Anmeldungsdatum: 23.08.2005
Beiträge: 36

BeitragVerfasst am: 13.Okt 2005 12:31    Titel: Antworten mit Zitat

Panama liefert Millionenbetrüger aus

Zielfahndung: Uwe G. sitzt jetzt in Haft. Hamburger Firma hatte mit Warentermingeschäften 17 Millionen Euro erschlichen.

Die drei Fluggäste waren mehr als 24 Stunden unterwegs. Einer der Männer hörte auf den Codenamen "Thermo", ein zweiter ließ sich "Wismar" nennen. Ihr Job: als Zielfahnder des Hamburger Landeskriminalamts (LKA) flüchtige Schwerkriminelle aufspüren und zurückbringen. Diesmal saß ein Millionenbetrüger auf dem Sitz zwischen ihnen. Ein Mann, dem seine Vorliebe für brasilianische Kampfhunde zum Verhängnis geworden war.

Fast ein Jahr nach seiner Festnahme in Panama hat das zentralamerikanische Land am Wochenende den 49 Jahre alten Uwe G. per Linienflug nach Hamburg ausgeliefert. Der Kapitalanlagebetrüger hatte in den 1990er Jahren mit vier Komplizen aus seiner Hamburger Firma "Magnum" laut Polizei 1163 Anleger geprellt und dabei insgesamt umgerechnet etwa 17 Millionen Euro erschlichen. Seine Auslieferung nach Deutschland: das Ende eines Krimis, der 1992 begann.

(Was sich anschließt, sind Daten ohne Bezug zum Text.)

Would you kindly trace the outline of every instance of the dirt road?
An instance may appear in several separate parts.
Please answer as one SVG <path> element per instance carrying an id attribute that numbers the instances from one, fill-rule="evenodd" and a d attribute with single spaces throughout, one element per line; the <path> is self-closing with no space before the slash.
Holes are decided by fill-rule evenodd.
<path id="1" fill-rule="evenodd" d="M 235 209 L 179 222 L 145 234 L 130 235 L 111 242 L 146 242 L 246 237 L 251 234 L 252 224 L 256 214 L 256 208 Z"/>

Vom Speersort in der Altstadt aus, dem Sitz ihrer Vermögensberatung, hatte G. mit vier Komplizen damals vermögende Kunden gesucht - und nur zu leicht gefunden. Hohe Gewinne an der Börse, niedrige Verlustrisiken. Ärzte oder Anwälte investierten in die lukrativ klingenden Warentermingeschäfte. "Wir vernichten Ihr Geld!" Der provokante "Magnum"-Werbespruch schreckte sie nicht. Tatsächlich machten die "Magnum"-Männer durchaus ein paar Börsengeschäfte mit dem Geld ihrer Kunden - allerdings floß das meiste auf die Konten der "Berater" und "Geschäftsführer". Bis die Sache aufflog.

Knapp sieben Monate saß Uwe G. 1996 vor seinem Prozeß in Untersuchungshaft. Dann fanden er und die vier Mitangeklagten eine gnädige Richterin. Sie hob den Haftbefehl für die Verhandlung vor dem Landgericht auf. Trotz zu erwartender hoher Haftstrafen. G. erschien an den ersten drei Verhandlungstagen im Gericht. Am vierten saß er in einer Maschine nach Mittelamerika. Auch Thorsten B. und Altunay S. nutzten die Gelegenheit.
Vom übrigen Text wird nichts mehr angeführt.